What We Choose to Know

Desmond Tutu on what makes reconciliation possible.

Reconciliation is not about being cozy. It is not about pretending that things were other than they were.

Reconciliation based on falsehood, on not facing up to reality, is not true reconciliation and will not last. We believe we have provided enough of the truth about our past for there to be a consensus about it. There is consensus that atrocious things were done on all sides. We know that the state used its considerable resources to wage a war against some of its citizens. We know that torture and deception and murder and death squads came to be the order of the day. We know that the liberation movements were not paragons of virtue and were often responsible for egging people on to behave in ways that were uncontrollable. We should accept that truth has emerged even though it has initially alienated people from one another. The truth can be, and often is, divisive. However, it is only on the basis of truth that true reconciliation can take place. On the whole, we have been exhilarated by the magnanimity of those who should by rights be consumed by bitterness and a lust for revenge.

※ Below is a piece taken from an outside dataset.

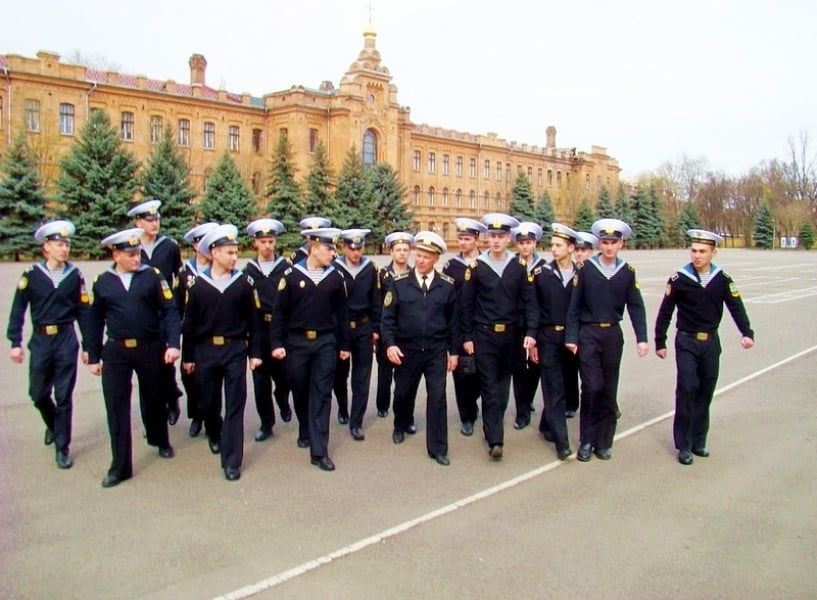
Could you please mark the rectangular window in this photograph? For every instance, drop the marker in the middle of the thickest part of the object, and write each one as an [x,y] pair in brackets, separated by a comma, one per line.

It is not easy to forgive, but we have seen it happen. And some of those who have done so are white victims. Nevertheless, the bulk of victims have been black, and I have been saddened by what has appeared to be a mean-spiritedness in some of the leadership in the white community. When one confesses, one confesses only one’s own sins, not those of another. When a husband wants to make up with his wife, he does not say, “I’m sorry, please forgive me, but darling of course you, too, have done so-and-so!” That is not the way to reach reconciliation. That is why I still hope that there will be a white leader who will say, “We had an evil system with awful consequences. Please forgive us.” Without qualification. If that were to happen, we would all be amazed at the response.

Desmond Tutu
Contributor

Desmond Tutu

From the Truth and Reconciliation Commission of South Africa Report. Born in 1931, Tutu became the first black archbishop of Cape Town in 1986. Nine years later Nelson Mandela, South Africa’s first democratically elected president, appointed him chair of the seventeen-member commission charged with investigating human-rights violations perpetrated during apartheid and negotiating amnesty agreements with, rather than punishing, the perpetrators. Over the course of its public hearings, the commission received around 22,000 victim statements and 7,000 amnesty applications.